Global is the new local: Small businesses in Australia are going offshore

Recent research shows that 84% of Australian SMEs believe that their businesses will grow significantly over the next 12 months. This article will illustrate the factors and tools that paving the way for them to go global.

It is no secret that Australia is a nation of small and medium-sized enterprises (SMEs). SMEs contribute 57 per cent of our nation’s GDP and account for 67 per cent of total employment. The business landscape is changing for the benefit of SMEs, from policy recommendations that improve cashflow for SMEs, to free-trade agreements for the benefit of bilateral trade on all scales.

SMEs are aware of the opportunities and have a sunny outlook when it comes to business growth and cross-border trade. Recent research has shown that nine in 10 SMEs are confident that their imports or exports will either stay the same or increase over the next 12 months. In fact, cross-border trade contributes to business success, with half of the respondents stating that it accounts for over half of their businesses’ annual turnover.
While cross-border trade has a strong positive impact to business revenue, there is clear opportunity for SMEs to increase their export potential, with 91 per cent of businesses’ importing goods, while only 75 per cent are currently exporting goods.

Diversification opening new opportunities for SME trade

Australians SMEs remain optimistic about their business outlook. About five in six (84 per cent) SMEs surveyed believe that their business will grow significantly over next 12 months. So where is this optimism stemming from?
One compelling answer is that Australian SME export markets are highly diversified, reducing dependence on any one export region or market. While the current top three markets are New Zealand (34 per cent), China (28 per cent) and the United States (24 per cent), Australian SMEs are looking at new markets such as India and Germany (15 per cent respectively) and numerous markets within North Asia and South East Asia, such as Singapore (18 per cent), South Korea (17 per cent), Indonesia (14 per cent) and Hong Kong (12 per cent).
Recognising the opportunities available in different and new markets, and adjusting export levels to suit demand internationally ensures that SMEs are consistently maintaining a strong and stable revenue stream. This is further bolstered by continued positive perception of Australian products.

Brand Australia remains key

Australian products remain in high demand overseas, with almost half (49 per cen)t of respondents citing the perception of quality as one of key reasons, followed by good value of money (36 per cent). Australian-made goods have built a strong reputation, and SMEs tap into this point of differentiation to gain cut-through in a crowded marketplace.
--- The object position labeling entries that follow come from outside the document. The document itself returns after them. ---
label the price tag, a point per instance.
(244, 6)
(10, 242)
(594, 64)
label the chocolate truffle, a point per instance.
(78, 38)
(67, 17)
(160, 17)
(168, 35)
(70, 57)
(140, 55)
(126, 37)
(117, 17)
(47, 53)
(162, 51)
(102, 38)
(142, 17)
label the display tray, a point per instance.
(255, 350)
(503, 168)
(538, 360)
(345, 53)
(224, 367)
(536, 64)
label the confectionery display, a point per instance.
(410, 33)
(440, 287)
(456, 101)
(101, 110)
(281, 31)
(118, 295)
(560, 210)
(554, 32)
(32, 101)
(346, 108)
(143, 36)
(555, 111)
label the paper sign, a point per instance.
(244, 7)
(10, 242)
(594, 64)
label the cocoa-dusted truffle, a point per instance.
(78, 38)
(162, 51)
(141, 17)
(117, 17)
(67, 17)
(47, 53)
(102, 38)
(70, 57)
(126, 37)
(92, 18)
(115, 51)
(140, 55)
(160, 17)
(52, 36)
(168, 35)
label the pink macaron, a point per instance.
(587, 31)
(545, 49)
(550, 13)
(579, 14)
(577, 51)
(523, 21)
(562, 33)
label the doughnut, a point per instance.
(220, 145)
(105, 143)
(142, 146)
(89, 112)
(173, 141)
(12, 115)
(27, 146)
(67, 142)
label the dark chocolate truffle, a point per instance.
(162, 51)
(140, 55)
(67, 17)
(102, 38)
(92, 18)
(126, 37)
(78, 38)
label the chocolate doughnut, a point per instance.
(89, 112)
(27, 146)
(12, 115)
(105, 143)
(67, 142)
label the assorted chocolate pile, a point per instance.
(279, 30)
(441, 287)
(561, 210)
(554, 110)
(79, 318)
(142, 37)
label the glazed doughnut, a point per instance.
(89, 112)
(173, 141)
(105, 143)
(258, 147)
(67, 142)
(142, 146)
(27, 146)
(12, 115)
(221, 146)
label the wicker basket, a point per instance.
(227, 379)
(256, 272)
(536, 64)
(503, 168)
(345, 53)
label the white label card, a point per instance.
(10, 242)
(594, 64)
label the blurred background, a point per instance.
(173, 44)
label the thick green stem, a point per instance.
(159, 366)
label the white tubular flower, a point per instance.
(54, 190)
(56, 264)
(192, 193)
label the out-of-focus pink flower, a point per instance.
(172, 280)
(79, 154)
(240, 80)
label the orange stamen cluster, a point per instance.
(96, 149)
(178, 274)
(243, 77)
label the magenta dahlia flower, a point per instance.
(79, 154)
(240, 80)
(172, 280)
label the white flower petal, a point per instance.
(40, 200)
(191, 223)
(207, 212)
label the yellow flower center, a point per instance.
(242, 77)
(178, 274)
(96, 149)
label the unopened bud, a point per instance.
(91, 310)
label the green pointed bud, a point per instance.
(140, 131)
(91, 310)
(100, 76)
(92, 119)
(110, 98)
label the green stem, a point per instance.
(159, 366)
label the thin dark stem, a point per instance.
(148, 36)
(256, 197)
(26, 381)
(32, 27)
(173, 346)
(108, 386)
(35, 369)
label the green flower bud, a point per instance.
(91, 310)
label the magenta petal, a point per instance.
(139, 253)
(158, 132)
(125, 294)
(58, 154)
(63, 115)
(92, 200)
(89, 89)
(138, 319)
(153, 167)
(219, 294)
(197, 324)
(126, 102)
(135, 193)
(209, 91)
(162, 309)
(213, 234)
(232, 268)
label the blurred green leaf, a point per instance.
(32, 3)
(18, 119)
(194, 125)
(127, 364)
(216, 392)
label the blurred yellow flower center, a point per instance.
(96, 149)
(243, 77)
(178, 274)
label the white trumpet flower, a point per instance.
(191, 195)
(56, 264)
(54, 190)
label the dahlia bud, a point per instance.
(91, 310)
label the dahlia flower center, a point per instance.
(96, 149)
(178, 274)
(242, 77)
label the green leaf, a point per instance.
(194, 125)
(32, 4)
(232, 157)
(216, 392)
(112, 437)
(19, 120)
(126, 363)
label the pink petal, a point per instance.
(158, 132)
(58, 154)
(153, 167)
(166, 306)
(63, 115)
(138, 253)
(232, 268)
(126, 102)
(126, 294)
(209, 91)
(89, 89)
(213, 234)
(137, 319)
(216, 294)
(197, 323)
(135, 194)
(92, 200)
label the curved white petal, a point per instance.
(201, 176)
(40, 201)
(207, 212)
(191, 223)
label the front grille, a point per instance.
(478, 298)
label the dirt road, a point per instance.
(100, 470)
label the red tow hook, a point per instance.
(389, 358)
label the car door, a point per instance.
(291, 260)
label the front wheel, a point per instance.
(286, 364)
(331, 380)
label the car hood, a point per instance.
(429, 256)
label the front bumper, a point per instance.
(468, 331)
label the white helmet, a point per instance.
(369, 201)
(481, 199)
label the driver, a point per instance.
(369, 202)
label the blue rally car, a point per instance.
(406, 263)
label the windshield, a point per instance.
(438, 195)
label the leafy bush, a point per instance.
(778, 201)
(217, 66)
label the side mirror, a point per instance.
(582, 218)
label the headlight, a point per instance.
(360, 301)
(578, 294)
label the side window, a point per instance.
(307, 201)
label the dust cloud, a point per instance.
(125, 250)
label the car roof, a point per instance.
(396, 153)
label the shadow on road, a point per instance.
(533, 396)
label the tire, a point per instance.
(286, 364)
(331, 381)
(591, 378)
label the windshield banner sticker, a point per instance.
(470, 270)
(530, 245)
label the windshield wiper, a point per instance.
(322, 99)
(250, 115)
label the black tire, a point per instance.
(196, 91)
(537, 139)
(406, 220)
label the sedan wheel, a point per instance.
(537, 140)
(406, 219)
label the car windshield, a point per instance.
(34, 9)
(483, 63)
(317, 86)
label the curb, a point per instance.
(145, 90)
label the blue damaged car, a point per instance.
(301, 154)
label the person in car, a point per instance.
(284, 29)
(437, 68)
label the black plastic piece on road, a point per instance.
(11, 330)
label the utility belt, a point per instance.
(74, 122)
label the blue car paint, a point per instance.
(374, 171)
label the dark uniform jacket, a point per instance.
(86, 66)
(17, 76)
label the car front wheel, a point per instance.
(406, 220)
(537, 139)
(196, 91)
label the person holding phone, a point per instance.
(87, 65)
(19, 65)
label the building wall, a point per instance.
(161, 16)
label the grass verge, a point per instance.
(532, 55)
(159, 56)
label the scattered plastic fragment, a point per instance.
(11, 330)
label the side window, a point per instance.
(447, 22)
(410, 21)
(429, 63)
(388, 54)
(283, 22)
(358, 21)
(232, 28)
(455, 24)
In fact, 93 per cent of respondents believe that Brand Australia matters for the economic success of our country. This conviction in Brand Australia is encouraging, and can only mean that both Australia as a country and our SMEs stand to gain as everyone contributes to the development of our nation’s brand and overall standing internationally. Whether it’s purchasing a vial of lavender essential oil, enjoying a bottle of Barossa Valley shiraz, or watching a large-scale Tourism Australia ad campaign, each interaction with an Australian experience or product will continue to create affinity for Australian goods with international markets.

Industry 4.0 for SMEs

Technology has made international trade easier, and the world a more accessible place for all. Beyond online marketplaces and social commerce, new technologies are constantly introduced to assist with the ease of doing business.

Three in four (76 per cent) Australian SMEs have adopted new technologies in the last two years, and half (48 per cent) are expected to increase usage over the next 12 months, with the belief that it will reduce costs (41 per cent), speed up distribution (38 per cent) and give access to new markets (35 per cent).

Not surprisingly, mobile payments (42 per cent) is the most widely adopted technology by SMEs, while over a quarter (28 per cent) use automation and another 22 per cent use big data and analytics to support business opportunities. As SMEs continue to better understand the benefits technology can bring to their business, there is no doubt adoption will continue to increase.

Where certain technology might be too onerous for an SME to tackle, partners and suppliers can step in and deliver. For instance, blockchain is being investigated by the logistics trade to further assist in traceability and other potential efficiencies, which will benefit all cross-border businesses, small and large.

Old Challenges and New

With technology, the traditional challenges that Australian SMEs faced in doing business internationally, such as the lack of physical presence in export markets and language barriers, are today the least of their concerns.
Yet important challenges remain. 60 per cent of Australian SMEs worry over regulatory and compliance matters, followed by time resources and cash flow (60 per cent) and understanding international trade documents (59 per cent). Completely seamless and borderless international trade for SMEs remains some way off, but Australian SMEs clearly have the appetite and, increasingly, the tools to take on the world.